4、感情の調整:「怒りの感情」を抑えるために処方される漢方薬

 怒りの感情が表れやすくなってイライラしがちになるのも、加齢の特徴のひとつといえます。東洋医学では、「肝(かん)」が高ぶることがその要因と捉えます。

 「抑肝散(よくかんさん)」は、文字通り肝の高ぶりを抑えることから名づけられた漢方薬です。もともと子供の疳(かん)の虫に使われていた漢方薬ですが、母子が共に服用するとお互いに相乗効果があるとされます。また、“母子同服”といい、本人と配偶者、あるいは本人と子供(介護者)が共に用いると相互の関係性や症状の改善に相乗効果があります。

 「加味逍遥散(かみしょうようさん)」は、月経不順や更年期障害などに処方されるものですが、六味地黄丸を合わせて処方することで、「肝」の高ぶりとともに「腎」の低下を抑えて、症状の改善に効果が発揮されます。
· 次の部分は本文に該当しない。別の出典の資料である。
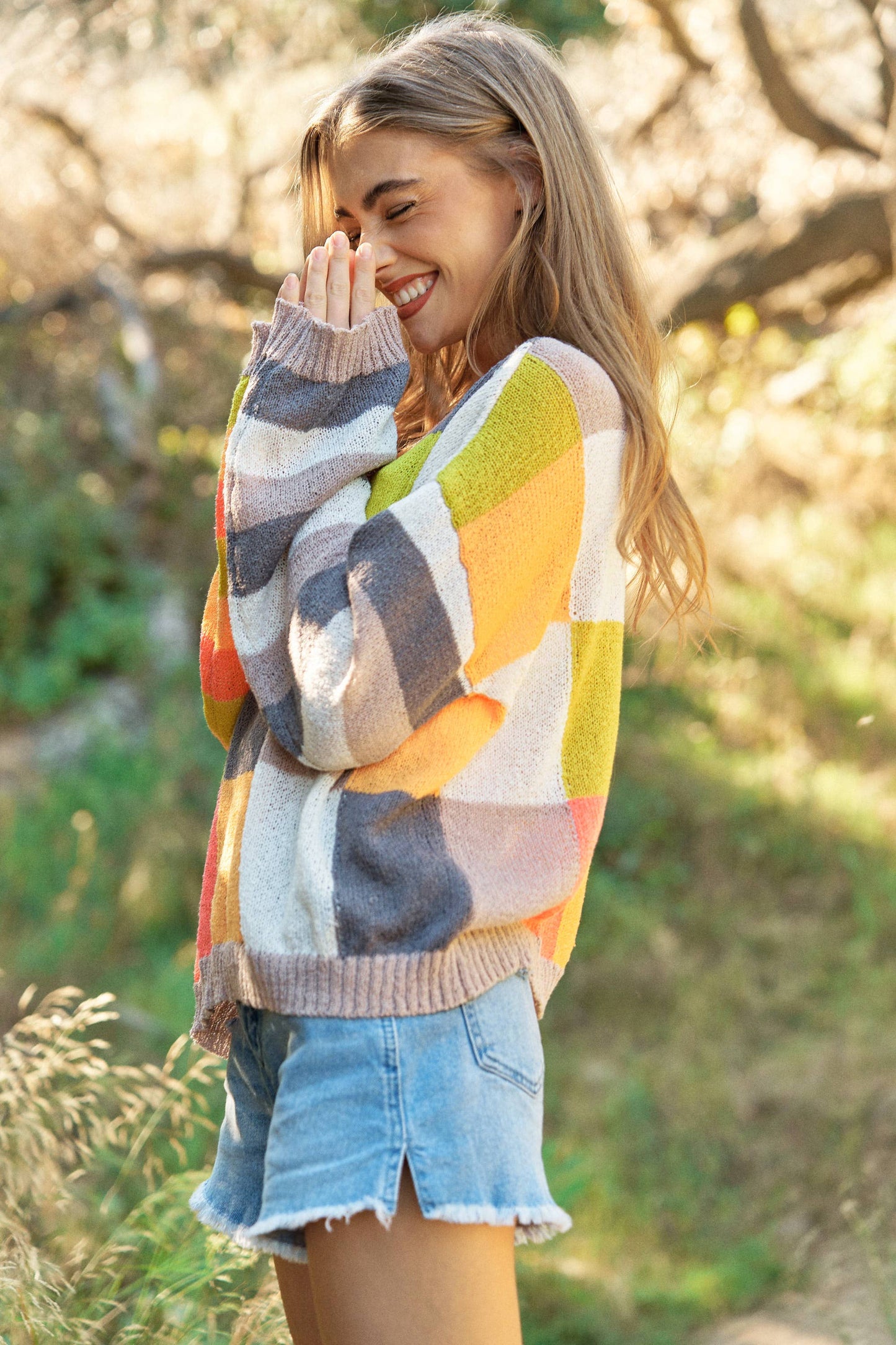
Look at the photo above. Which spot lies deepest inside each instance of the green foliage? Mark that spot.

5、アンチエイジング:「未病(みびょう)」の治療とは

 東洋医学には、「未病」を治療するという考え方があります。未病とは発病には至らないものの軽い症状がある状態です。いわば、病気と健康の間の状態ですが、そのままにしておくと症状が悪化することも少なくありません。
 “歳を重ねる”「加齢」は、私たちの身体に様々な症状を来します。それ自体は病気ではありませんが、さらに症状が進むと病気に至ることもある状態、すなわち未病であるともいえます。
 
 漢方薬はこうした未病に用いることができます。アンチエイジングに対し、有効な漢方治療は多方面に渡っており、気になる症状がある人は早めに専門医に相談しましょう。